||Over the last few years, there has been a surge of new cryptographic results, including laconic oblivious
transfer, (anonymous/ hierarchical) identity-based encryption, trapdoor functions, chosen-ciphertext security transformations, designated-verifier zero-knowledge proofs, due to a beautiful framework recently introduced in the works of Cho et al. (Crypto 2017), and Dottling and Garg (Crypto 2017). The primitive of one-way function with encryption (OWFE) and its relatives (chameleon encryption, one-time signatures with encryption, hinting PRGs, trapdoor hash encryption, batch encryption) has been a centerpiece in all these results.
While there exist multiple realizations of OWFE (and its relatives) from a variety of assumptions such as CDH, Factoring, and LWE, all such constructions fall under the same general ``missing block" framework. Although this framework has been instrumental in opening up a new pathway towards various cryptographic functionalities via the abstraction of OWFE (and its relatives), it has been accompanied by undesirable inefficiencies that might inhibit a much wider adoption in many practical scenarios. Motivated by the surging importance of the OWFE abstraction (and its relatives),
a natural question to ask is whether the existing approaches can be diversified to not only obtain more constructions from different assumptions, but also in developing newer frameworks. We believe
answering this question will eventually lead to important and previously unexplored performance trade-offs in the overarching applications of this novel cryptographic paradigm.

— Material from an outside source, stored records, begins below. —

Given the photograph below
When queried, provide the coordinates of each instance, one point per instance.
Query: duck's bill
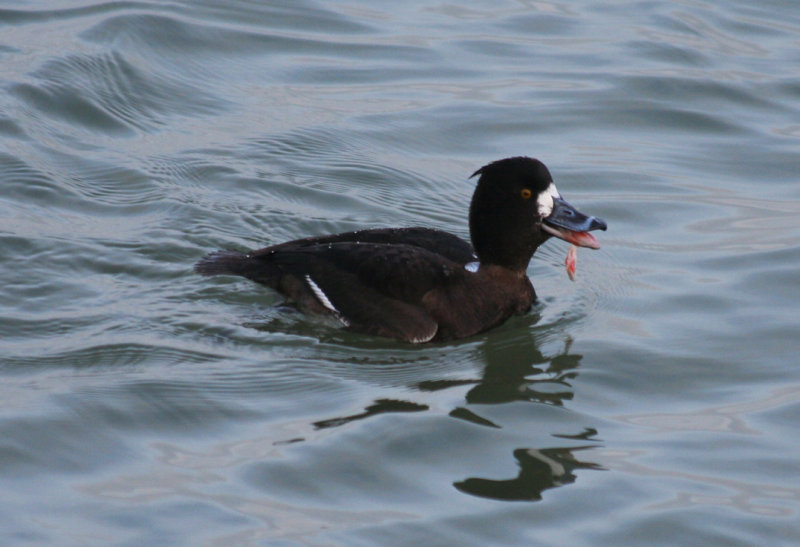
(569, 224)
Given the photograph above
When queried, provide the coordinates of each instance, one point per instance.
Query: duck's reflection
(539, 469)
(515, 370)
(518, 372)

In this work, we propose a new accumulation-style framework for building a new class of OWFE as well as hinting PRG constructions with a special focus on achieving shorter ciphertext size and shorter
public parameter size (respectively). Such performance improvements parlay into shorter parameters in their corresponding applications. Briefly, we explore the following performance trade-offs --- (1) for OWFE, our constructions outperform in terms of ciphertext size as well as encryption time, but this comes at the cost of larger evaluation and setup times, (2) for hinting PRGs, our constructions provide a rather dramatic trade-off between evaluation time versus parameter size, with our construction leading to significantly shorter public parameter size. The trade-off enabled by our hinting PRG construction also leads to interesting implications in the CPA-to-CCA transformation provided in. We also provide concrete performance measurements for our constructions and compare them with existing approaches. We believe highlighting such trade-offs will lead to wider adoption of these abstractions in a practical sense.